Background: Our recent study showed that granulocyte-colony stimulating factor (G-CSF) promoted bone-marrow cells (BMC) to migrate into the infarcted heart and that they differentiated into cardiomyocytes. However, we still do not know to what degree bone-marrow-derived cardiomyocytes contribute to myocardial regeneration after injury. In this study, we verified the proportional contribution of cells from bone marrow (BM) and from non-bone marrow (n-BM) in regenerating neomyocardium after myocardial infarction.

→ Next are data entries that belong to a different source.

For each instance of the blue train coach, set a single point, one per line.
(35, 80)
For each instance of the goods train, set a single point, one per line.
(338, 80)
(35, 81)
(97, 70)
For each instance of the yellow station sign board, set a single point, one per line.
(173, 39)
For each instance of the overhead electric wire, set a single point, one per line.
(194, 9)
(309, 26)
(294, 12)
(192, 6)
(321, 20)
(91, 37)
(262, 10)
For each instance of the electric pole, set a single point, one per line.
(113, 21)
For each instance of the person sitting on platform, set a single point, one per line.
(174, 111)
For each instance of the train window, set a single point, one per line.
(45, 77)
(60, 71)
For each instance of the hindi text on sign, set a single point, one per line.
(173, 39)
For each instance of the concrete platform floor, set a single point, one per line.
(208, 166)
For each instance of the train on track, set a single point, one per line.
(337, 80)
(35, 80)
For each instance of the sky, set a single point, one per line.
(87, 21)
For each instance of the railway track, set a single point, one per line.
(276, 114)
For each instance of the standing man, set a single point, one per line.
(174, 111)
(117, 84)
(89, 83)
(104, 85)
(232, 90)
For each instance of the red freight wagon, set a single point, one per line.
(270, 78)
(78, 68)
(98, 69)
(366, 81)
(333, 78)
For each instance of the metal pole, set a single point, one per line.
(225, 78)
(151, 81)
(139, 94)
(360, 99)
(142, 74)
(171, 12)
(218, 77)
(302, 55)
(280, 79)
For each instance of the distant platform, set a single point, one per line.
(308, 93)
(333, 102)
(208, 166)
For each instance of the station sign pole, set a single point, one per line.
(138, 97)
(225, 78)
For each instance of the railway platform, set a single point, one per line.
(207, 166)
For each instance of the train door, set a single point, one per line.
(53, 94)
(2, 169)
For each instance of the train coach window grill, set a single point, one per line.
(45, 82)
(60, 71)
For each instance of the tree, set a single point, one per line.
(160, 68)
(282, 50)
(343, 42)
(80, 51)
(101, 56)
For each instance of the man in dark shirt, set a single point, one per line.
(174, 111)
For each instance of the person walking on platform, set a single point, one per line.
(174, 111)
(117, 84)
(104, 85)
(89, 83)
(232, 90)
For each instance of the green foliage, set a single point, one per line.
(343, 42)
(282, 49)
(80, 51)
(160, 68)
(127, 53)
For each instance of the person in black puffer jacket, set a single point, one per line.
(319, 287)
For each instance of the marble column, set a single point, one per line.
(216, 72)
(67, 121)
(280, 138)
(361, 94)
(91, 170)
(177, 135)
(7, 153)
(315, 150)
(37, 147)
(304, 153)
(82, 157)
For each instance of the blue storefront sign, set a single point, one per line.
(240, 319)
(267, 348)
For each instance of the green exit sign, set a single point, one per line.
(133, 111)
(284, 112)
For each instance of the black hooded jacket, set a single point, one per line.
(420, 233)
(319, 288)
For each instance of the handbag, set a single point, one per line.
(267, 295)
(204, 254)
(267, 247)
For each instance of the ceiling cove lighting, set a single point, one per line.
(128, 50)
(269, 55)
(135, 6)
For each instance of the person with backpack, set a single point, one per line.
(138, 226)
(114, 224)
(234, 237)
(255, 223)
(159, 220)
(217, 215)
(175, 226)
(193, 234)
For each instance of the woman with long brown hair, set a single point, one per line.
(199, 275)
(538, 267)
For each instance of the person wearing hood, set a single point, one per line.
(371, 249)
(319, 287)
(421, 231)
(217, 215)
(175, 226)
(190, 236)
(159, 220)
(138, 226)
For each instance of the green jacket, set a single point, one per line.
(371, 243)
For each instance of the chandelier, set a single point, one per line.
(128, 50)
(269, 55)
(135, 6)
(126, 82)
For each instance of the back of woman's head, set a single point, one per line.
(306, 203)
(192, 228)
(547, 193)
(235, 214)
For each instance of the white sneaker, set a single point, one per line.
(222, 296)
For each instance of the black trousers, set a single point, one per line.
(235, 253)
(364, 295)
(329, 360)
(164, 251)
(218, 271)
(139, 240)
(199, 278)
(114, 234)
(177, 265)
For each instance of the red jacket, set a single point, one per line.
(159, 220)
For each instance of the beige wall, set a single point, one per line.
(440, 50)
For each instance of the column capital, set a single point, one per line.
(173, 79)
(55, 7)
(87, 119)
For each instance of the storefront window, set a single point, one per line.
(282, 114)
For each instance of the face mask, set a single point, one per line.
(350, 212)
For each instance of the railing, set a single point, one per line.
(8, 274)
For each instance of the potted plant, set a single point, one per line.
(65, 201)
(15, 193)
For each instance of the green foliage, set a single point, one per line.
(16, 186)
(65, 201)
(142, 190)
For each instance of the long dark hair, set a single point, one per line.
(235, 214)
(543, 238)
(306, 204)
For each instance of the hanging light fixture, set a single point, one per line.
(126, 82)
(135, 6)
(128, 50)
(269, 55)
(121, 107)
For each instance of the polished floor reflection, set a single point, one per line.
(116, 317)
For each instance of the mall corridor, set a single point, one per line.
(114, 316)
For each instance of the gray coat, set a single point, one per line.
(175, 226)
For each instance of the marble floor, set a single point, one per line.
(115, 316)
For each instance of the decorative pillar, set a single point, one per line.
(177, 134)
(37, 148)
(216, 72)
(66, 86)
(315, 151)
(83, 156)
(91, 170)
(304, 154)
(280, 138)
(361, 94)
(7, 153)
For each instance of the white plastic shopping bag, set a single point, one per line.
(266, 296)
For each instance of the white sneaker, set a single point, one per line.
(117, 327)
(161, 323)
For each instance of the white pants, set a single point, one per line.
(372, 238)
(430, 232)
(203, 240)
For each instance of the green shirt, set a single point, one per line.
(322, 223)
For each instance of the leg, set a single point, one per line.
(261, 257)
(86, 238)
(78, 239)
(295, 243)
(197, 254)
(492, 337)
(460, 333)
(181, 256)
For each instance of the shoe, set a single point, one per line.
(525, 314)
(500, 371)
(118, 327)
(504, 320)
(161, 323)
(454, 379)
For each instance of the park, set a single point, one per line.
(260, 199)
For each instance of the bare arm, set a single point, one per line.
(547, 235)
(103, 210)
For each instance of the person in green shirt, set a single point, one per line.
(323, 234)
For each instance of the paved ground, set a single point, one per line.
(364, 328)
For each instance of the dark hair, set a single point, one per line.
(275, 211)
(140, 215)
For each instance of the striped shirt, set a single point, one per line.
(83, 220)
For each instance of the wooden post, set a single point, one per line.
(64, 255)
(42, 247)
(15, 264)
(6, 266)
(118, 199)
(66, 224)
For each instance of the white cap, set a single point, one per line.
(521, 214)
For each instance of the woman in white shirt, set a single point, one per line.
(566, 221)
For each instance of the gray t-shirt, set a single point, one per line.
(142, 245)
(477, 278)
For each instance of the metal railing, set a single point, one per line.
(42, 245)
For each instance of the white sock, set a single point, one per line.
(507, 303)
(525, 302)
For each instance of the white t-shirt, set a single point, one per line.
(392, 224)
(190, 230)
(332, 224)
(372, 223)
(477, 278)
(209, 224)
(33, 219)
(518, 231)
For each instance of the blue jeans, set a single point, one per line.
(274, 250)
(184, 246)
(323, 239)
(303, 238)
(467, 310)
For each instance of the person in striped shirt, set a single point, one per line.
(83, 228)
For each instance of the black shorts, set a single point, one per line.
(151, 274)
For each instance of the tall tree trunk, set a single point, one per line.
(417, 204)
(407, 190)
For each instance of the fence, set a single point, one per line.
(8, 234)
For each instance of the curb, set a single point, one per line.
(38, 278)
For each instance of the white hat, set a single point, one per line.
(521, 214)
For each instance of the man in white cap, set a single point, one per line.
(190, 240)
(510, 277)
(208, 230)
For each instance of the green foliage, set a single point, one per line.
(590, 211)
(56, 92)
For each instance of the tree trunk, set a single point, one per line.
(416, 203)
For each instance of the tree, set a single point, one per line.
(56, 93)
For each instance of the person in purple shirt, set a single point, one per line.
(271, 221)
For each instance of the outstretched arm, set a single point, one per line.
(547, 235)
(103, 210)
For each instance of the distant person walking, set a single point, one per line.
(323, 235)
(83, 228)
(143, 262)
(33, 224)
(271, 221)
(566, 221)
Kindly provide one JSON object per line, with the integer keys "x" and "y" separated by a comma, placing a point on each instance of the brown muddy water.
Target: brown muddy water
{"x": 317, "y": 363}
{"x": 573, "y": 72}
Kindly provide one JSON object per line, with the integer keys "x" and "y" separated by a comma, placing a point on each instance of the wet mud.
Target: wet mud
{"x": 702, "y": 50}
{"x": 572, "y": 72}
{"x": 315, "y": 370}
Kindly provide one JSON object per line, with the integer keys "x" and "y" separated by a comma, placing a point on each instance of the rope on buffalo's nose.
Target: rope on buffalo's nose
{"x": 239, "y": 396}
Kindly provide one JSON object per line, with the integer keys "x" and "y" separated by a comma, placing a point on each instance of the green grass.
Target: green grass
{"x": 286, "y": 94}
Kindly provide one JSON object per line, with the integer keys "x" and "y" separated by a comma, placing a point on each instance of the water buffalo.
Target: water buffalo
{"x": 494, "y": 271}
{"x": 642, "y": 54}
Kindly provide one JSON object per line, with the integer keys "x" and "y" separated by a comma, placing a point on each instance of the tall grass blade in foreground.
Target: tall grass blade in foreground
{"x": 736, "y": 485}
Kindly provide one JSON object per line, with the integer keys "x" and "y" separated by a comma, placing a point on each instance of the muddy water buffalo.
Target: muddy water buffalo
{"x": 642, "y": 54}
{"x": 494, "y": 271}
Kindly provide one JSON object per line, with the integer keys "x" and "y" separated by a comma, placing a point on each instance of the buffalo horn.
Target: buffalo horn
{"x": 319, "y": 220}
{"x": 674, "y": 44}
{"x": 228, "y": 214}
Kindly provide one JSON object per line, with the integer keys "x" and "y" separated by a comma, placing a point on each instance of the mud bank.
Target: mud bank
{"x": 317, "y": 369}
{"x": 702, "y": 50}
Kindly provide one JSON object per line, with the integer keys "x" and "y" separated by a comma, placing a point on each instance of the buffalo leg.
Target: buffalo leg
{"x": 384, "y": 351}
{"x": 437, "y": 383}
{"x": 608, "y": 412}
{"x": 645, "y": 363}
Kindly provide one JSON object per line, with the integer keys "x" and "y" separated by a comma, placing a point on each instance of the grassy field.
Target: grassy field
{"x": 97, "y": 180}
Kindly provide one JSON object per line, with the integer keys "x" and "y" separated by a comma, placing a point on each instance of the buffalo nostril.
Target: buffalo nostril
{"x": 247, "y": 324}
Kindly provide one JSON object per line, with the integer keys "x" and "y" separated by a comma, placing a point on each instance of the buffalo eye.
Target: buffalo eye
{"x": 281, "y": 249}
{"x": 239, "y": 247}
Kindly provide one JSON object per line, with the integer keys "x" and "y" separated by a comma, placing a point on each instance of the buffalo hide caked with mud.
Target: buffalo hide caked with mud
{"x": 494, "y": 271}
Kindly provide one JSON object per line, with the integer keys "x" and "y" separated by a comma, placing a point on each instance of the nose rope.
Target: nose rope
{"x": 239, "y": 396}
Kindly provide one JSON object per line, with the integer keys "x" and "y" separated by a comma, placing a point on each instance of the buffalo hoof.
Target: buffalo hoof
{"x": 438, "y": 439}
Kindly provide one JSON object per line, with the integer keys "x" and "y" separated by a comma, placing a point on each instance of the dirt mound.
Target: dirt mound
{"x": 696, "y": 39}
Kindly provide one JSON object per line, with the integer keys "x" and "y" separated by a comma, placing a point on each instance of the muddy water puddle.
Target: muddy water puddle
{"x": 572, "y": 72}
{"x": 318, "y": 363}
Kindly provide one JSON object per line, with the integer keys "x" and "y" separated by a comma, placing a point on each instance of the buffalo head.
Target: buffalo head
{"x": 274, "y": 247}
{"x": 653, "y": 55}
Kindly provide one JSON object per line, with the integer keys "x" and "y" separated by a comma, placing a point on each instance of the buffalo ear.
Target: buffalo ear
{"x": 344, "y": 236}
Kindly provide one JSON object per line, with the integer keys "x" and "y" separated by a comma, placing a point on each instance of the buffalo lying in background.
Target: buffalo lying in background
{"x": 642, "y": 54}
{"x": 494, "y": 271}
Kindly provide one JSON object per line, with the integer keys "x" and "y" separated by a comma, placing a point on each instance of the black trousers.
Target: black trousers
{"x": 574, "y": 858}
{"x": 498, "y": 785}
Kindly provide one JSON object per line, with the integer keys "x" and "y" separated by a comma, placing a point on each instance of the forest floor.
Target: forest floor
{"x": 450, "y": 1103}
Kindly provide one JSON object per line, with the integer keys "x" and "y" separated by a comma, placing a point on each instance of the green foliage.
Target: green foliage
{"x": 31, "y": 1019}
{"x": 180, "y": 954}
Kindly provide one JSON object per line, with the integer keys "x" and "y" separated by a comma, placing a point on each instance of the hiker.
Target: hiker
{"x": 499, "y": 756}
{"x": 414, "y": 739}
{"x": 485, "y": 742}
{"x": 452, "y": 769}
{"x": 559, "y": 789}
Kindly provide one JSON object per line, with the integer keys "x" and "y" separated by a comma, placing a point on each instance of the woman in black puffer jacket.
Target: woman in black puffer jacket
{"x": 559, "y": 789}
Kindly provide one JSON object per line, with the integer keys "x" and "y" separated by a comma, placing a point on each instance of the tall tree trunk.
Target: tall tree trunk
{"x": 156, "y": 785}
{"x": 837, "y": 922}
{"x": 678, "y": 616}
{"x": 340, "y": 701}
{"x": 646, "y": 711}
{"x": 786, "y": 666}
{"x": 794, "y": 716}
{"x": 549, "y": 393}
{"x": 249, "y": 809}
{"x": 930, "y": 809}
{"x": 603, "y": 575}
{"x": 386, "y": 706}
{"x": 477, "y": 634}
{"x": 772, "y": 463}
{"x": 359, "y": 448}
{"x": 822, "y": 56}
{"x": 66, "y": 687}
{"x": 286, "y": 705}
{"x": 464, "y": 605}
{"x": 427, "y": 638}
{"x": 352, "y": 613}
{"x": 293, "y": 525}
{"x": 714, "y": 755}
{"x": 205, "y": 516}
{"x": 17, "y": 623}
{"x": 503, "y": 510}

Methods: Eight C57BL/6 mice were irradiated (900 cGy), and green fluorescent protein (GFP) mouse-derived BMCs (GFP-BMC, 1 x 10(6) cells) were injected. Four weeks later, the left descending coronary artery was ligated. Recombinant human G-CSF (200 microg/kg/day, 8 days) was injected. At 4 weeks after ligation, hearts were fixed for histology. We calculated the proportions of cardiomyocytes derived from BM and n-BM after taking the chimeric rate into consideration.
Results: The chimeric rate was 54.6% +/- 5.9%. At the infarcted border area, the total cell number was 1000.3 +/- 56.5/mm(2), and mobilized BM-derived GFP-BMC was 103.3 +/- 13.1/mm(2). After compensation with the chimeric rate, we found BM-derived troponin I-positive cells at 23.9 +/- 4.1/mm(2), nestin-positive cells at 12.9 +/- 2.6/mm(2), and Ki67-positive cells at 18.3 +/- 2.6/mm(2), respectively. We found significant differences in the contribution of troponin I-(6.7% +/- 1.7% vs 93.3% +/- 1.7%), nestin- (2.4 +/- 0.5 vs 97.6 +/- 0.5), and Ki67-positive (3.9 +/- 1.0 vs 96.1 +/- 1.0) cells derived from BM and n-BM.
Conclusions: Bone marrow was one of the origins of regenerated cardiomyocytes; however, the contribution of cells from BM was very small compared with those of n-BM origin in the infarction model.